Matinas may be a young and small company with no approved therapies, a pretty unstable financial standing ($4.4 million cash on hand at last count, September 30, 2015) and just two early stage trials likely to complete across the next twelve months. However, it’s targeting a large global unmet need that is getting much larger by the year, and may hold the skeleton key to the market. If encochleated amphotericin B can maintain efficacy in the ongoing trials due later this year, and perhaps pick up a big pharma partner or two along the way, it could be serving a large market before the end of the decade.

Two companies that come to mind as potential partners are Johnson & Johnson (NYSE:JNJ), which recently developed a drug for resistant tuberculosis, and GlaxoSmithKline plc (NYSE:GSK), which is developing new antibiotics for resistant staph, gonorrhea and E. coli. Both have recently spearheaded a petition together with Merck and Co. (NYSE:MRK), signed by a total of 85 companies for international governmental support for new antibiotic research

If Phase 2 trials show efficacy for encochleated amphotericin B this June, the possibility that Matinas will attract the attention of these major players increases substantially, and potential upside in the stock skyrockets.

Competitors or Stepping Stones?

Matinas is by no means the only biotech pursuing new anti-infective solutions. What makes it unique is that the approach it’s taking turns would-be competitors into possible future stepping stones for itself. One notable example is Cidara Therapeutics Inc. (NASDAQ:CDTX).

Cidara is a promising company with both a new echinocandin antifungal called CD101 now in Phase 1 trials, as well as a novel discovery platform for new antifungals called CloudBreak™. CD101 aims to treat candidiasis infections, the same type targeted by Matinas’s encochleated amphotericin B. The potential advantages of CD101 stem from its improved half life over comparable antifungals in its class, potentially allowing a once weekly treatment regimen with outpatient potential instead of daily and inpatient, potentially cutting down significantly on hospital and treatment costs. In that sense Cidara could be considered one of Matinas’s competitors.

Looked at a different way though, Cidara’s technology could just as easily complement Matinas’s. Keep in mind that Matinas is not in the business of discovering new antifungals as much as new and better ways of delivering them. Assuming Cidara succeeds with CD101 in eventually getting FDA approval, it could end up helping Matinas by giving its encochleates new antifungal ammunition.

Let’s say for instance that both encochleated amphotericin B and CD101 are proven to work on candidasis infections while lessening side effect profiles. Would the two products compete for market share in that case? At first, probably yes. In that event, encochleated amphotericin B may still have a market advantage because it would be making use of a more established and recognized antifungal against a new and unrecognized one. Cidara could even end up teaming up with Matinas to further enhance CD101 by encochleating it as well, potentially benefiting both companies.

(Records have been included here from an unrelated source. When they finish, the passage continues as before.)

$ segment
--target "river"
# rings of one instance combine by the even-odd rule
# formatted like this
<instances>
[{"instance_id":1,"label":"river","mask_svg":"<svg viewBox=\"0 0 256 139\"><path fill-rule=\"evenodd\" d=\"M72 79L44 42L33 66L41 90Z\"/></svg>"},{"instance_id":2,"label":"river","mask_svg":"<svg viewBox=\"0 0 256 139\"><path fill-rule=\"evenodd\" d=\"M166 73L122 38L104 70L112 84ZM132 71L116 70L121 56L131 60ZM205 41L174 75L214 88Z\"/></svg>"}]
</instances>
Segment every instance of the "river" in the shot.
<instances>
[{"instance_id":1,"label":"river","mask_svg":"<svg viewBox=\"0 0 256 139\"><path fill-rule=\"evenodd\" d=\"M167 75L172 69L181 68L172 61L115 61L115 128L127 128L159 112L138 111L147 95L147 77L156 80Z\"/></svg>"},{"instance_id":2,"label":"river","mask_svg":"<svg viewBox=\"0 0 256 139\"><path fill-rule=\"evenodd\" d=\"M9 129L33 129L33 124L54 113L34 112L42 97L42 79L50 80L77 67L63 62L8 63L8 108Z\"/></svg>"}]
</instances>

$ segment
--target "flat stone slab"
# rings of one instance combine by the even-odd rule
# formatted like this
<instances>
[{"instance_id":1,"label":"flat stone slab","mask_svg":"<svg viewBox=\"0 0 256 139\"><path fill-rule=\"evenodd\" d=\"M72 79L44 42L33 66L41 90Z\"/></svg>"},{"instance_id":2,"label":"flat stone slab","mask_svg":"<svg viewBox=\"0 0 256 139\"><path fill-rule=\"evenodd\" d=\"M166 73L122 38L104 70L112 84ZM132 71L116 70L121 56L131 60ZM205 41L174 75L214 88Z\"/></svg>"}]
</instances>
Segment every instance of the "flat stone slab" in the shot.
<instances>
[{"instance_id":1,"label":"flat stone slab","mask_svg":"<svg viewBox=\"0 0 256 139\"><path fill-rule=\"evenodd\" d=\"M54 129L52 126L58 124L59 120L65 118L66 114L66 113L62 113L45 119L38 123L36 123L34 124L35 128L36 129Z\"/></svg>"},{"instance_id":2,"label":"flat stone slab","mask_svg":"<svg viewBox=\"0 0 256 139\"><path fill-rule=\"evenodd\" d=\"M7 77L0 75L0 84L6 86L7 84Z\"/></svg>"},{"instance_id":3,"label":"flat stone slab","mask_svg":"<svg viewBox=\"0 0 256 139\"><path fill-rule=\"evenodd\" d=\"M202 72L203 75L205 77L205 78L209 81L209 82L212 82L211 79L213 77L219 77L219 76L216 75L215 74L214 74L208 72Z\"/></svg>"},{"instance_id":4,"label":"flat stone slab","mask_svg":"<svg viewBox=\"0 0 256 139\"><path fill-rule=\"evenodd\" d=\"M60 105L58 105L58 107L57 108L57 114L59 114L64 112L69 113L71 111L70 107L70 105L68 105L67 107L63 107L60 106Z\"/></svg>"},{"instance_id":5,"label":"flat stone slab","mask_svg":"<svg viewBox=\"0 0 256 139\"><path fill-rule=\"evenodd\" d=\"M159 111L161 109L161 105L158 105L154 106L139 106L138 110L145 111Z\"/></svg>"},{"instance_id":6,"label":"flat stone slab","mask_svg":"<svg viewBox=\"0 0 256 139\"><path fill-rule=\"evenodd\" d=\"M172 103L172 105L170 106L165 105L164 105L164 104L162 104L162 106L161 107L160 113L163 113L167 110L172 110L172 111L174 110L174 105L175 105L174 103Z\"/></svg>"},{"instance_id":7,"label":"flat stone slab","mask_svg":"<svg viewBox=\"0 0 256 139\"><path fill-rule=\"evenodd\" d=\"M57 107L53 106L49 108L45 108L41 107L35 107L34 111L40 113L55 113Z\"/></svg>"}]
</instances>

Aside from that, the risks of modifying the delivery mechanism of proven anti-infectives are generally much lower than developing new and unproven ones. Investors who follow the space are well aware of the failure of Chimerix Inc. (NASDAQ:CMRX) flagship antiviral candidate Brincidofovir back in December, evaporating over 80% of the company’s valuation overnight. Brincidofovir is a new antiviral that aims to prevent cytomegalovirus infections in patients undergoing blood stem cell transplants. In fact, the phase 3 trial backfired with more deaths in the Brincidofovir arm than the control arm despite initial evidence that the drug does help lower the risk of CMV infection as long as the treatment regimen is continued. This is not to say that the situations with Chimerix and Cidara are the same or even similar. It only illustrates the risks and danger inherent in testing new drug molecules over improved delivery methods for existing approved drugs.